- Directed by: Brian A Miller
- Written by: Brian A Miller
- Produced by: Randall Emmett R.D. Miller Jr.
- Starring: Chris Klein; Adam Rodriguez; Richard T. Jones; Curtis "50 Cent" Jackson; Christine Lakin; Michael Matthias; Lyle Kanouse;
- Cinematography: William Eubank
- Edited by: Bob Mori
- Music by: Erin Davis
- Production companies: Miller Roth Films Cheetah Vision
- Distributed by: Fabrication Films; Lionsgate Home Entertainment (DVD); Gulf Film (Theatrical);
- Release date: July 13, 2010;
- Running time: 85 minutes
- Country: United States
- Language: English
- Budget: $1 million
- Box office: $11,850

= Caught in the Crossfire =

Caught in the Crossfire is 2010 American crime drama film directed by Brian A Miller. It stars Chris Klein, Adam Rodríguez, 50 Cent, and Richard T. Jones, and follows two police detectives who investigate a gang-related shooting and become the target of attacks from both gang members and corrupt cops.

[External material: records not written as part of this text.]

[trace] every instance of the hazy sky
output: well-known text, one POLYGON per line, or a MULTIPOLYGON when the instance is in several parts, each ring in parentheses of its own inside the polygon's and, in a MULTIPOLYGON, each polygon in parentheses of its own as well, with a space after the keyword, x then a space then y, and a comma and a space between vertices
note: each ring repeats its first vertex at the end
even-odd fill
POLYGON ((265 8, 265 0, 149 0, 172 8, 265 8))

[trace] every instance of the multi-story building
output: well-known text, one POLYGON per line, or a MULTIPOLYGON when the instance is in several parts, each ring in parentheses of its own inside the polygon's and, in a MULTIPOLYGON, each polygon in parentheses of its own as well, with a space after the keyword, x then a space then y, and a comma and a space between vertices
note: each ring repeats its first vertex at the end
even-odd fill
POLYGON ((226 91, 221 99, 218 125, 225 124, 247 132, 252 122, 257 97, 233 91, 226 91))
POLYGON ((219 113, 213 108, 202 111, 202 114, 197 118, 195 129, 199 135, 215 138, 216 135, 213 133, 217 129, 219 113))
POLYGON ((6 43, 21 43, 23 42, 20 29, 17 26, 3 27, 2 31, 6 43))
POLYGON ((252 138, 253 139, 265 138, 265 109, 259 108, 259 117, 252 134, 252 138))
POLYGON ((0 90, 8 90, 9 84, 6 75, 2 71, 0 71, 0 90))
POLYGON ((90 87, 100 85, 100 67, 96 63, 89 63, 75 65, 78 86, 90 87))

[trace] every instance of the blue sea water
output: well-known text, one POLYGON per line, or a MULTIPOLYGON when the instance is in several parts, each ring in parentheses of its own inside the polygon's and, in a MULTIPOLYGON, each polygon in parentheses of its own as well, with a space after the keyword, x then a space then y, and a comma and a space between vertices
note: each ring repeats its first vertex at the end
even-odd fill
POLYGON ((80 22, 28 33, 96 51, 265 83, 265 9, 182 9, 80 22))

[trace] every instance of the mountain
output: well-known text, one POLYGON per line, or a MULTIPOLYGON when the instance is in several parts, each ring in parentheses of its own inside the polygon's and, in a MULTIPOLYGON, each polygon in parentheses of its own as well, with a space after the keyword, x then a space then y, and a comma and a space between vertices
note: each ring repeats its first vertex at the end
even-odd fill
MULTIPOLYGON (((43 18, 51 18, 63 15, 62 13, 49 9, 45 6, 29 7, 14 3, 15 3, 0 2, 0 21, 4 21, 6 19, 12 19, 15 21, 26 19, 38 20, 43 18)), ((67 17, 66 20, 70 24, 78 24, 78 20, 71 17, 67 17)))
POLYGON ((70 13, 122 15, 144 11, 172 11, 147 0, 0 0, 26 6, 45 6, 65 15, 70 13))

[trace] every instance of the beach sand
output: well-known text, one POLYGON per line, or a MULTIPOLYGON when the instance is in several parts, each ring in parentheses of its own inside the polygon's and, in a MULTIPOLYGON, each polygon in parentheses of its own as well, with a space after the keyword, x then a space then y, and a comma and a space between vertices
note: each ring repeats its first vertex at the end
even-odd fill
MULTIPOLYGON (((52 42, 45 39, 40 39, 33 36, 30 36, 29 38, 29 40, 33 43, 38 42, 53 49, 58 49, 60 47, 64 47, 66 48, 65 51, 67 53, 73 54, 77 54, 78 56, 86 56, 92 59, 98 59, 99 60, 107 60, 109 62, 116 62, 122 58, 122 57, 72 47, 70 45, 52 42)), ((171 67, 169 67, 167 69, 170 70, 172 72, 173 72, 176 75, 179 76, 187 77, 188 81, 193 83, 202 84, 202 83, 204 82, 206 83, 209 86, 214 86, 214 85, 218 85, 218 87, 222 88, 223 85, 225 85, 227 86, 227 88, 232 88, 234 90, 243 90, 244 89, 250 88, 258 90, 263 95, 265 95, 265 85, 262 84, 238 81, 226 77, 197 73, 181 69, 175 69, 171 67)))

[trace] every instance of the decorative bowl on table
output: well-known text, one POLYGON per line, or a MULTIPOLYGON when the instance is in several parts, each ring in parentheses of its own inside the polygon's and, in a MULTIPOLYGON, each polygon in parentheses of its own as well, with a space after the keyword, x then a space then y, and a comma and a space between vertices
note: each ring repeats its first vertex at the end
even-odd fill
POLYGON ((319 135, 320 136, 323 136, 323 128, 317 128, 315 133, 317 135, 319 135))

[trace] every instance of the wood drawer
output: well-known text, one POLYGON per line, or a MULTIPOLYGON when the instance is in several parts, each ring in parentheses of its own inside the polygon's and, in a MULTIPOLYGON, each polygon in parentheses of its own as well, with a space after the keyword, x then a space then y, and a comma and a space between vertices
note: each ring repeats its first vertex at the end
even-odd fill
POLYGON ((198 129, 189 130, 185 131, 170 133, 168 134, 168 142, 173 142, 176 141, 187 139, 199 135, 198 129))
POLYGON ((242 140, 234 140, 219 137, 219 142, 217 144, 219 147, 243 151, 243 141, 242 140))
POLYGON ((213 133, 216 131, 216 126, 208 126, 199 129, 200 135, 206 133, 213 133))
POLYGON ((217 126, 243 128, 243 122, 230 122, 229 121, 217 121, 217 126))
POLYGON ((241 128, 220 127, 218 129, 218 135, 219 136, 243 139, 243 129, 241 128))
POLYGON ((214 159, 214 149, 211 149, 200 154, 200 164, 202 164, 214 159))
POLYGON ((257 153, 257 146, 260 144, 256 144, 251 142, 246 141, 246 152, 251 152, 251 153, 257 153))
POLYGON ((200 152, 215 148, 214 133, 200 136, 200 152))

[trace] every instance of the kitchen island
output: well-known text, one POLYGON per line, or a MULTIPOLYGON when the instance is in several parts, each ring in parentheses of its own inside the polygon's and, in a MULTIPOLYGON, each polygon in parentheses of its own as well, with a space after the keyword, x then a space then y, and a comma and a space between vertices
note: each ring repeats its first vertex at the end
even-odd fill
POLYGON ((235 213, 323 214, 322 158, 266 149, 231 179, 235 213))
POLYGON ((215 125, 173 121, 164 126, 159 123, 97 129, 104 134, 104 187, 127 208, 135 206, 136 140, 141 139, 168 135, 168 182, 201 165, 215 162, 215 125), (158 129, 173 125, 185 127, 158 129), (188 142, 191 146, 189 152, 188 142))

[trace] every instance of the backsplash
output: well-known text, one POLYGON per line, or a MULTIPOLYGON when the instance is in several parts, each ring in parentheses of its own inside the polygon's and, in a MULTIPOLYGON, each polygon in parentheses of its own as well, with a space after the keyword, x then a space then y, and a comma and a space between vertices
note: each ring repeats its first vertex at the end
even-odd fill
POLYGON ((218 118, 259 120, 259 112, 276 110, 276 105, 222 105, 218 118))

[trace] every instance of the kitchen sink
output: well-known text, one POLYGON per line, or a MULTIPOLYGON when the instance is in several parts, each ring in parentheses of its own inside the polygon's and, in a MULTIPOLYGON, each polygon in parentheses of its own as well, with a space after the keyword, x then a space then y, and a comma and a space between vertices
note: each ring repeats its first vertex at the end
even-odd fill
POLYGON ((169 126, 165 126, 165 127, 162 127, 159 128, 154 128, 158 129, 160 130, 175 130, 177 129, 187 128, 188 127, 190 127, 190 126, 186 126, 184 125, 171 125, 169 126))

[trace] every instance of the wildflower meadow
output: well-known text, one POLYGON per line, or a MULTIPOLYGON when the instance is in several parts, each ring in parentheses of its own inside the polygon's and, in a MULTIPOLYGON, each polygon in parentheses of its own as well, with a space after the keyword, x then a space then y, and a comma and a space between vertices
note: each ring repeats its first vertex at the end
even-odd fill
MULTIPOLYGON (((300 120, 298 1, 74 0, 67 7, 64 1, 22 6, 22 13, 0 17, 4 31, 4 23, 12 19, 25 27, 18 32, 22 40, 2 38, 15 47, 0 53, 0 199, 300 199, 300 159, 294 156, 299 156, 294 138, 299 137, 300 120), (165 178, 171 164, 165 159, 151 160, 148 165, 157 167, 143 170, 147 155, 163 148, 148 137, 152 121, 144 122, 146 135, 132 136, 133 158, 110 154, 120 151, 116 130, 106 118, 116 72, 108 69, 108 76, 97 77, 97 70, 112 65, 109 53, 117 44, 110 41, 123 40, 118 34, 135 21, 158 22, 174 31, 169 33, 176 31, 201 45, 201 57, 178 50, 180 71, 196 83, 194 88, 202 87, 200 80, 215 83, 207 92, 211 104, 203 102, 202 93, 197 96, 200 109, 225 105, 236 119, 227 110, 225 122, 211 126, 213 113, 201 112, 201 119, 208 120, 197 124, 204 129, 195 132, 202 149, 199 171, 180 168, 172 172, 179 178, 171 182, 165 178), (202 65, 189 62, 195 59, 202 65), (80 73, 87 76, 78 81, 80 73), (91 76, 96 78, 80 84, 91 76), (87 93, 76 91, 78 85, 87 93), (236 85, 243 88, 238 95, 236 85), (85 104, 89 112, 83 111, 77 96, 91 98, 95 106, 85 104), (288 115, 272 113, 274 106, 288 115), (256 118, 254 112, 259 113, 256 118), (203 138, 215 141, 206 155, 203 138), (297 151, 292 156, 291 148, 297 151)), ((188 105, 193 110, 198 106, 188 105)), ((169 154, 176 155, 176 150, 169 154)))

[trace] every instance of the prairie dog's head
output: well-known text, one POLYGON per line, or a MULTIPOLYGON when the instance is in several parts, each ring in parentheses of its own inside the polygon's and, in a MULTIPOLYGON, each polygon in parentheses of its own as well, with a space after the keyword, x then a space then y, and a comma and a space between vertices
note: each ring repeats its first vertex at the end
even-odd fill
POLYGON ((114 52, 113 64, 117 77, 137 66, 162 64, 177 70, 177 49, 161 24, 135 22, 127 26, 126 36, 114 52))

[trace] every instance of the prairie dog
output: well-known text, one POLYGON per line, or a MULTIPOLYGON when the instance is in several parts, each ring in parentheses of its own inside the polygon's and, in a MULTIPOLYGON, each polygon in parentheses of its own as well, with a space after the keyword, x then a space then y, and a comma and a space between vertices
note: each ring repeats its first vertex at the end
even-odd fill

The film was released direct-to-video on July 13, 2010.

== Premise ==

Two detectives caught in a crossfire between dirty cops and gangland members.

== Cast ==
- Chris Klein as Briggs
- Adam Rodríguez as Shepherd
- 50 Cent as Tino
- Richard T. Jones as Captain Emmett
- Christine Lakin as Tracy
- Michael Matthias as Lieutenant Michaels
- Lyle Kanouse as Detective Evans
- R.D. Miller Jr. as Benton
- Brian A Miller as A.D.A. Kevin Andrews
- Sydney Hall as Michael Pips
- Tim Fields as Lerner
- Roy Oraschin as Johnson
- Alyssa Julya Smith as Sarah Jackson
- Kurt Race as Andre Cruz

== Production ==
In June 2009, 50 Cent, Chris Klein and Adam Rodriguez were cast in Caught in the Crossfire. Part of the filming took place in Grand Rapids, Michigan.

== Release ==
Caught in the Crossfire premiered on May 11, 2010, at the Celebration Cinema North in Grand Rapids, Michigan. The film was released direct-to-video by Lionsgate Home Entertainment on July 13, 2010.